Utku Kızıltan

Utku Kızıltan

İSTANBUL’DA KENTLEŞME VE EKOLOJİK SORUNLAR-3-

İSTANBUL’DA KENTLEŞME VE EKOLOJİK SORUNLAR-3-

Sevgili Okuyucularımız, iki hafta önce başladığımız İstanbul’un çevresel sorunları ve tüm bu sorunlara rağmen sahip olduğu doğal ve kültürel zenginliğinin korunması ve bunun gelecek nesillere aktarılabilmesi için konuya devam ediyoruz. Geçtiğimiz hafta CHP İstanbul İl Başkanlığında 40 civarındaki Sivil Toplum Kuruluşu toplandık. Davet sebebi, İstanbul’da sürdürülebilir bir yaşam için neler yapabiliriz konusunda fikir alış verişi yapmaktı. Faydalı bir toplantı oldu. Ankara Belediye Başkanlığından beri takdir ettiğim sevdiğim İl Başkanımız açılış konuşmasında, “kentlerin eşikleri vardır. Solunacak hava gibi, ulaşım gibi, su gibi, İstanbul için su eşiği 17 milyon kişidir. Fazlasında su kaynakları yetersiz kalır dedi. İstanbul’da 39 ilçe, 936 mahalle 4 milyon konut var. Bu konutların 500 bini yoksulluk durumundadır dedi”.


Japon araştırma şirketi Jayka İstanbul’da depremden korunmak, yenilenmek için uygulanan “Kentsel Dönüşüm” Projesinde yenilenen binaların %70’inin sağlamlaştırma değil, rant için yapıldığını tespit etmiş. İki haftadır konu ettiğimiz Belgrat Ormanı, yüzyıllar boyunca şehrin ana su kaynaklarından olduğundan Osmanlı İmparatorluğundan beri korunmuştur. Ancak 19. Yüzyılın ikinci yarısından sonra ormanların işletilmesinde farklı bakış açısının benimsenmesi gerektiği düşünülerek yurtdışından uzmanlar davet edilmiş ve bu yaklaşım Belgrat Ormanı’nın kaderini de etkilemiş, Türkiye’de bilimsel temellere dayalı ormancılığın ilk adımları atılmıştır. 1857 yılında hükümet, ormanların durumunu saptamak ve buna uygun teşkilat yapısı oluşturmak üzere davet edilen, Fransa Versailles Ulusal Tarım Enstitüsü’nde Prof. Louis Tassy, orman memurları yetiştirilmesi amacıyla 1857 yılında Orman Mektebini kurmuştur. Tassy, 1860’lı yıllarda Orman Mektebi öğrencileriyle birlikte Belgrat Ormanının ilk planını yapmıştır.

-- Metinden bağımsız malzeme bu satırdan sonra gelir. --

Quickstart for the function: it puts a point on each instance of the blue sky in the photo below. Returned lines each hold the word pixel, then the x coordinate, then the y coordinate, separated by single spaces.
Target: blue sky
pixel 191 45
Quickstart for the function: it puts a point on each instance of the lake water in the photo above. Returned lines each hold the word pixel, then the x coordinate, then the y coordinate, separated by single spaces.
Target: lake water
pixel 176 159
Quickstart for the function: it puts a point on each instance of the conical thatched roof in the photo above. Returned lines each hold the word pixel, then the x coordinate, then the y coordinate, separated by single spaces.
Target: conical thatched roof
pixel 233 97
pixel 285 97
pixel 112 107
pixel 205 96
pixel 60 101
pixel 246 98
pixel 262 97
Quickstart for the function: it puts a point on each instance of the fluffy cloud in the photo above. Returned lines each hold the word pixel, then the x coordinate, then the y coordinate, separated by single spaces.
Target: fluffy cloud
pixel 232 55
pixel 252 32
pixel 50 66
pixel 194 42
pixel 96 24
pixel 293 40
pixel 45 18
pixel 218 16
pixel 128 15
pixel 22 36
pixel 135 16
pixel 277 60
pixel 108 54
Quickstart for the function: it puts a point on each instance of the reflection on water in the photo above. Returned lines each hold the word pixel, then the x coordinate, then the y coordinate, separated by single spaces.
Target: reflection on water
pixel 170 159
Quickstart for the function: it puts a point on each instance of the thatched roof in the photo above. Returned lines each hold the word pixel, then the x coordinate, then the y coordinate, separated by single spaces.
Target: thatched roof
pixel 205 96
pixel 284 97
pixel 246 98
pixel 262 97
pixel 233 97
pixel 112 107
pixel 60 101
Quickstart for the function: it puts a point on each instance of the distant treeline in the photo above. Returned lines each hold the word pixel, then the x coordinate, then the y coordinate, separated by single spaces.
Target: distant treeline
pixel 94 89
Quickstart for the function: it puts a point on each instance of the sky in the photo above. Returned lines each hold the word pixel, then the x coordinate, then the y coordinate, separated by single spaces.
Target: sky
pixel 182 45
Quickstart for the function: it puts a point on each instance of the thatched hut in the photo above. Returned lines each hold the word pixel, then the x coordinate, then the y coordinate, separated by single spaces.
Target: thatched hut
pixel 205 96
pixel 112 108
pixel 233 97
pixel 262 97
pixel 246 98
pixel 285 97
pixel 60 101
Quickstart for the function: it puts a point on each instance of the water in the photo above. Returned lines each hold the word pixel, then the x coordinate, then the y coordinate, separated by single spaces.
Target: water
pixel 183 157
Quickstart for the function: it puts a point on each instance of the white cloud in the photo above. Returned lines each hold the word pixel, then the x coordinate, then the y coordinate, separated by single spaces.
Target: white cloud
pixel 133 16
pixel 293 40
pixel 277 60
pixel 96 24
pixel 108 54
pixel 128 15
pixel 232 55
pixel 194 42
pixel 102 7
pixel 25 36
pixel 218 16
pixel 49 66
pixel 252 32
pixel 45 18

1910 yılına kadar Belgrat Ormanı’nın içinde devamlı eğitim veren ormancılık okulu olmamıştır. Yüksek Orman Okulu’nun İstanbul’a yakın bulunan ormanların uygun bir yerinde kurulması düşünülmüş, Belgrat Ormanı içindeki Bahçeköy’de Süvari Kışlası olarak kullanılan binanın gerekli değişiklik ve onarımı yapılarak 1934 yılına kadar kullanılmış, 1934 yılında Yüksek Orman Okulu kaldırılarak İstanbul Üniversitesine bağlı Orman Fakültesi kurulmuştur. Bu tarihten sonra Orman Fakültesi’ndeki akademisyenlerin yoğun çalışmaları sonucunda çok sayıda araştırma, uygulama ve tesis yapımı gerçekleştirilmiştir. Orman Fakültesi’nin attığı bir tarihi adım da öğretim üyelerinden Botanik Kürsü Başkanı Prof. Dr. Hayrettin Kayacık’ın “Atatürk Arboretumu”nu kurmasıdır. Görmeyenlerin ilkbahar veya sonbaharlarda ziyaret etmelerini tavsiye ederim. Bir ara “noel ağacı” satanların, av yasağına uymayıp bu ormanın doğal av hayvanı olan, fakat usulsüz avlanmalar ile sayısı azalan karaca neslini yeniden üretmek, aynı zamanda da halkın av hayvanlarına karşı sevgisini artırmak, için “Belgrat Ormanı Av Üretme Sahası”nın kurulmasına çalışılmıştır.


İstanbul gibi nüfusu hızla artan Topbaş’ın 500 kişilik bir ekiple oluşturduğu İstanbul nazım planının kabulünden 3 gün sonra icat edilen 3. Köprü, 3. Hava limanı ve yollardan sonra oluşacak yüzlerce konutla doldurulacak TOKİ yapıtları, Kanal İstanbul saçmasıyla oluşacak yeni kentlerle sulak alanları yağmalanan İstanbul’da yaşamı sürdürmek gittikçe imkânsızlaşacak. Nasıl 40-50 yıl önceki gibi mahallemizin çeşmesine dayadığımız avucumuzdan su içemiyorsak, artık normal su yerine 2-3 misli pahalı denizden arıtılmış, tuzu alınmış su içeceğiz. Türklerin, Avrupalıların, Rumların, Ermenilerin yürüyüş yapmaktan ve mütevazı piknikler düzenlemekten zevk aldıkları ve tüm sıkıntılarını unuttukları, padişahların bile yılın belli dönemlerinde gezinti ve avlanma amacıyla ziyaret ettiği Belgrat Ormanı, şimdi giriş kapısında ziyaretçileri karşılayan dev fiyat levhası insana dur demektedir. Bu ormanın yüzlerce yıldır taşıdığı ve katman katman biriktirdiği doğal ve kültürel değerlerin yok sayılarak ranta alet olmasının bir göstergesidir. Tanrı çocuklarımızın, torunlarımızın yardımcısı olsun. Sağlıklı kalmanız dileklerimle.